Last week, Google head of webspam Matt Cutts posted a full-throated defense of Google’s transparency on Google’s European Policy Blog in response to complaints that a few companies raised to the European Commission. Long-time readers of my blog know that I’m a big fan of search engine transparency and have made my own calls on this blog for Google to be more transparent. The fact that I work at Google now doesn’t change my values. But being on the inside has informed my perspective.
In particular, as Matt elaborates in his post, Google deserves more credit for transparency than it often gets from its critics. For example, Google has published:
- “The Anatomy of a Large-Scale Hypertextual Web Search Engine“, which not only details the formula for PageRank, but also mentions other signals that Google uses to rank search results: anchor text, location of query terms within documents, proximity of query terms, etc.
- details of its key infrastructure innovations: MapReduce, the Google File System, Bigtable, and Protocol Buffers
- hundreds of research papers by Googlers in diverse areas of computer science
He goes onto describe the various webmaster tools and social media resources that Google has made available. The popularity of these tools is a testament to their utility.
Still, as Matt points out:
we don’t think it’s unreasonable for any business to have some trade secrets, not least because we don’t want to help spammers and crackers game our system.
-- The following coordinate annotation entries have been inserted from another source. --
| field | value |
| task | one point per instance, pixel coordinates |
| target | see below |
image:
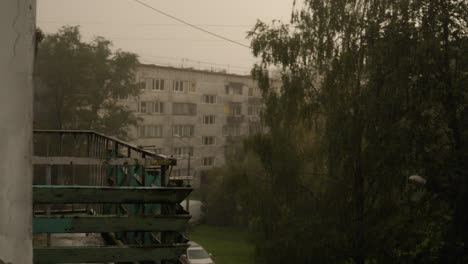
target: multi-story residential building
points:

If people who are trying to game search rankings knew every single detail about how we rank sites, it would be easier for them to ‘spam’ our results with pages that are not relevant and are frustrating to users — including porn and malware sites.
As I blogged back in 2008, I still hope that someday we won’t need to have to rely on a relevance analog of security through obscurity in order to deter spam and abusive SEO practices. But I recognize that we haven’t developed such an analog, and hence that complete transparency today for web search ranking algorithms would have a far greater downside than upside for ordinary users.
I suspect that a prerequisite for complete transparency in search requires moving from a ranking-based retrieval approach to a set-based approach. For many web search information needs (e.g., navigational queries), it’s hard to see how users would benefit from such a radical change. For queries that represent more exploratory information needs, a set-based approach would be (at least in my view) far preferable to one based on ranking. But there’s a lot of work to do on the content side before such exploratory interfaces for the web are usable.
In summary, I’m happy to see Matt taking a public stand in Google’s defense. I don’t always agree with my employer’s decisions, but I do believe that my colleagues act in good faith and with good intentions. I understand how many people–especially site owners–fixate on whatever Google keeps secret. In a world where so many people compete for attention, information is power. Google tries to provide maximum quality to users while keeping the playing field level for site owners. As Google Fellow Amit Singhal points out, “this stuff is tough“.